The spaceport is being built with the hope that the UK can grab a slice of the growing market for small satellite launches. The country is already home to many component and satellite makers, like Printech Circuit Laboratories and Surrey Satellite Technology, and adding the ability to launch satellites locally would increase its international appeal.
In recent years, a new breed of small satellites have created a boom in the space industry. These satellites are often the size of a shoebox or smaller, and far more technologically capable than older, larger models. This means they’re cheaper to launch and can be put to a range of uses: from communications, to weather monitoring, to scientific experiments. It’s estimated that the global market for such launches (including supporting infrastructure) is currently worth $339 billion, and will grow eightfold by 2045 to $2.7 trillion.

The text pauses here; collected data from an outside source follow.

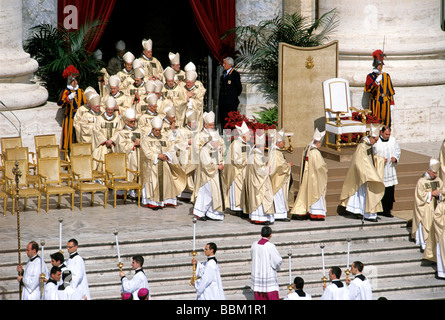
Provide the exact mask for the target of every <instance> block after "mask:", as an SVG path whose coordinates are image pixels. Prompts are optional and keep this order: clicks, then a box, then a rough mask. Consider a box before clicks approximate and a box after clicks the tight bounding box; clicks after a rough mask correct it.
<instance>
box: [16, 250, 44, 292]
mask: <svg viewBox="0 0 445 320" xmlns="http://www.w3.org/2000/svg"><path fill="white" fill-rule="evenodd" d="M38 251H39V245H38V244H37V242H35V241H31V242H30V243H28V245H27V246H26V255H27V256H28V262H27V263H26V266H25V267H24V268H23V266H22V265H18V266H17V271H18V272H19V276H18V277H17V281H18V282H19V283H20V284H21V287H22V300H40V296H41V293H42V292H41V288H40V283H41V282H40V275H41V274H42V273H43V274H44V275H45V279H49V272H48V268H47V267H46V264H45V263H44V262H42V258H41V257H40V256H38V255H37V252H38Z"/></svg>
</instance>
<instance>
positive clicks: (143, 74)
mask: <svg viewBox="0 0 445 320" xmlns="http://www.w3.org/2000/svg"><path fill="white" fill-rule="evenodd" d="M134 77H135V78H139V79H143V78H144V77H145V71H144V69H142V68H137V69H134Z"/></svg>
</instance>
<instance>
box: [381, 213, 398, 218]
mask: <svg viewBox="0 0 445 320" xmlns="http://www.w3.org/2000/svg"><path fill="white" fill-rule="evenodd" d="M378 215H379V216H382V217H388V218H394V216H393V215H392V214H391V212H379V213H378Z"/></svg>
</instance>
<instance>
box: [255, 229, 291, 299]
mask: <svg viewBox="0 0 445 320" xmlns="http://www.w3.org/2000/svg"><path fill="white" fill-rule="evenodd" d="M271 237H272V229H271V228H270V227H269V226H264V227H262V228H261V239H260V240H259V241H255V242H254V243H253V244H252V247H251V249H250V255H251V258H252V271H251V283H250V288H251V289H252V290H253V292H254V294H255V300H279V290H280V288H279V285H278V276H277V271H279V270H280V267H281V263H282V262H283V259H282V258H281V255H280V253H279V252H278V250H277V248H276V247H275V245H274V244H273V243H272V242H270V238H271Z"/></svg>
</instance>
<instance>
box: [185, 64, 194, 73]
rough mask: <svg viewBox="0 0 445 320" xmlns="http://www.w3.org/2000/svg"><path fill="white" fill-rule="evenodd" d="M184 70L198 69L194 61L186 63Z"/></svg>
mask: <svg viewBox="0 0 445 320" xmlns="http://www.w3.org/2000/svg"><path fill="white" fill-rule="evenodd" d="M184 71H185V72H187V71H196V66H195V65H194V64H193V62H189V63H187V64H186V65H185V67H184Z"/></svg>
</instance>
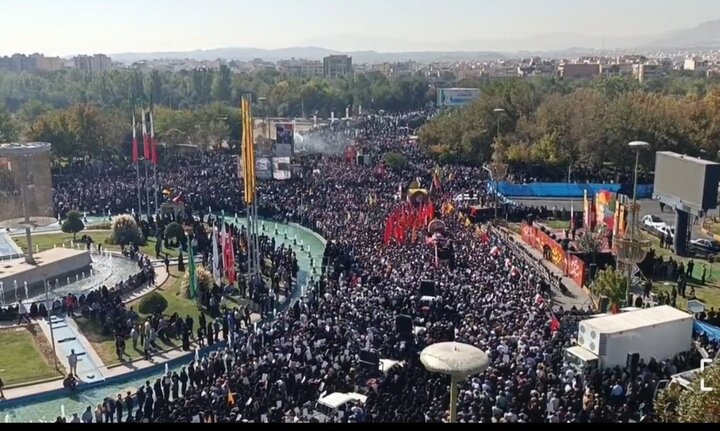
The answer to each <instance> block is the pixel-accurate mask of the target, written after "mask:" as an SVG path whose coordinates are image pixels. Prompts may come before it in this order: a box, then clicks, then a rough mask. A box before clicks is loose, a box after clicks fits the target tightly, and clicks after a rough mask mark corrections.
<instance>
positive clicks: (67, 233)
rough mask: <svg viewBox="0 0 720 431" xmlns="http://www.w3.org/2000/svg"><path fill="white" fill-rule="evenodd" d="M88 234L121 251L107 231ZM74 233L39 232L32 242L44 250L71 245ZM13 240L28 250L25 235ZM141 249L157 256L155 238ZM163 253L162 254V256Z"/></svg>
mask: <svg viewBox="0 0 720 431" xmlns="http://www.w3.org/2000/svg"><path fill="white" fill-rule="evenodd" d="M82 235H83V232H80V233H78V235H77V238H81V237H82ZM88 235H89V236H90V237H91V238H92V239H93V240H94V241H95V242H96V243H97V242H99V241H102V242H103V247H104V248H105V249H107V250H111V251H120V246H119V245H110V244H108V240H107V237H108V235H107V234H106V233H105V232H89V233H88ZM72 237H73V236H72V234H68V233H47V234H37V235H33V237H32V242H33V248H35V245H37V246H38V247H37V249H39V250H40V251H43V250H49V249H51V248H53V246H56V247H62V245H63V243H65V244H66V247H69V246H70V243H71V242H72ZM13 241H15V243H16V244H17V245H18V247H20V248H21V249H22V250H23V251H27V241H26V240H25V237H24V236H21V237H20V236H18V237H14V238H13ZM140 251H141V252H142V253H144V254H147V255H149V256H152V257H155V238H150V239H149V240H148V241H147V244H145V245H144V246H142V247H140ZM162 253H166V254H167V255H168V256H170V257H177V255H178V249H176V248H163V250H162ZM162 256H163V254H161V257H162Z"/></svg>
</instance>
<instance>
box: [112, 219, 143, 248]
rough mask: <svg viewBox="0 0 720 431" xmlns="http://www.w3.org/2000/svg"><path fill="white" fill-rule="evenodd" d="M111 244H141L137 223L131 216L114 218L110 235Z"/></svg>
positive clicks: (139, 233)
mask: <svg viewBox="0 0 720 431" xmlns="http://www.w3.org/2000/svg"><path fill="white" fill-rule="evenodd" d="M110 238H111V240H112V243H113V244H117V245H121V246H124V245H128V244H137V245H141V244H142V234H141V232H140V228H139V227H138V225H137V222H136V221H135V219H134V218H133V216H131V215H129V214H122V215H119V216H117V217H115V220H113V224H112V234H111V235H110Z"/></svg>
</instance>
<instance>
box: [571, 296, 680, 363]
mask: <svg viewBox="0 0 720 431" xmlns="http://www.w3.org/2000/svg"><path fill="white" fill-rule="evenodd" d="M693 321H694V317H693V316H692V315H691V314H688V313H686V312H684V311H680V310H678V309H677V308H674V307H670V306H669V305H662V306H659V307H650V308H645V309H642V310H637V311H628V312H626V313H620V314H615V315H610V316H604V317H597V318H593V319H586V320H583V321H581V322H580V325H579V328H578V339H577V345H576V346H573V347H568V348H566V349H565V352H564V359H565V361H566V362H567V363H568V364H569V365H571V366H572V367H574V368H576V369H577V370H579V371H580V370H582V371H587V370H590V369H593V368H598V369H600V370H602V369H605V368H612V367H615V366H616V365H619V366H621V367H624V366H626V364H627V363H628V360H629V358H631V357H632V356H631V355H635V354H637V355H638V356H637V360H640V359H644V360H645V362H647V361H648V360H650V358H655V360H656V361H662V360H663V359H665V358H671V357H673V356H675V355H676V354H678V353H681V352H686V351H689V350H690V349H691V347H692V331H693Z"/></svg>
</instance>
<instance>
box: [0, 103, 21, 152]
mask: <svg viewBox="0 0 720 431" xmlns="http://www.w3.org/2000/svg"><path fill="white" fill-rule="evenodd" d="M15 140H17V128H16V125H15V122H14V121H13V119H12V117H11V116H10V113H9V112H7V111H6V110H5V108H4V107H3V106H0V143H6V142H14V141H15Z"/></svg>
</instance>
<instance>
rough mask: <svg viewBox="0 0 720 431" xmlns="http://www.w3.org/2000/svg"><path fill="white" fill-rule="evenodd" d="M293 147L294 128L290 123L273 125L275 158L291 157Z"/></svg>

The Sutherland site was selected in part due to its beneficial geography. It’s located on the coast in a sparsely populated area, meaning any rocket failures can fall harmlessly into the ocean or empty land. Rockets can also take a direct path from the tip of the Scottish peninsula to above the Arctic Circle. This is a good fit for small satellites particularly, which are often placed in polar orbits; circling the Earth, passing over the Arctic and Antarctic.
The UK Space Agency has said that the spaceflight market could add £3.8 billion ($5 billion) to the country’s economy over the next decade. As well as the vertical launch site in Sutherland, the government is also putting aside money for a “horizontal” spaceport elsewhere in the country. Such launches will use modified commercial airplanes to ferry satellites to a certain altitude above the ocean before releasing them into orbit.
Business secretary Greg Clark said the UK’s “thriving space industry, research community and aerospace supply chain” put it in a “leading position to develop both vertical and horizontal launch sites.” However, the UK’s aerospace trade body, ADS, has warned that this sector of the economy will be dealt a severe blow by Brexit, which is expected to increase the cost of importing materials and components necessary for the space industry.
Brexit won’t scare away all investment though, and the Sutherland site will be built with the help of a consortium that includes US aerospace giant Lockheed Martin. Patrick Wood, Lockheed Martin’s UK executive for space, noted in a statement that the UK has not invested in space launch vehicles since the 1970s, when the Black Arrow rocket was used to launch the Prospero satellite from Woomera, in Australia. This time the launches will be local. As Wood said, “the countdown to the first orbital rocket launch from UK soil has officially begun.”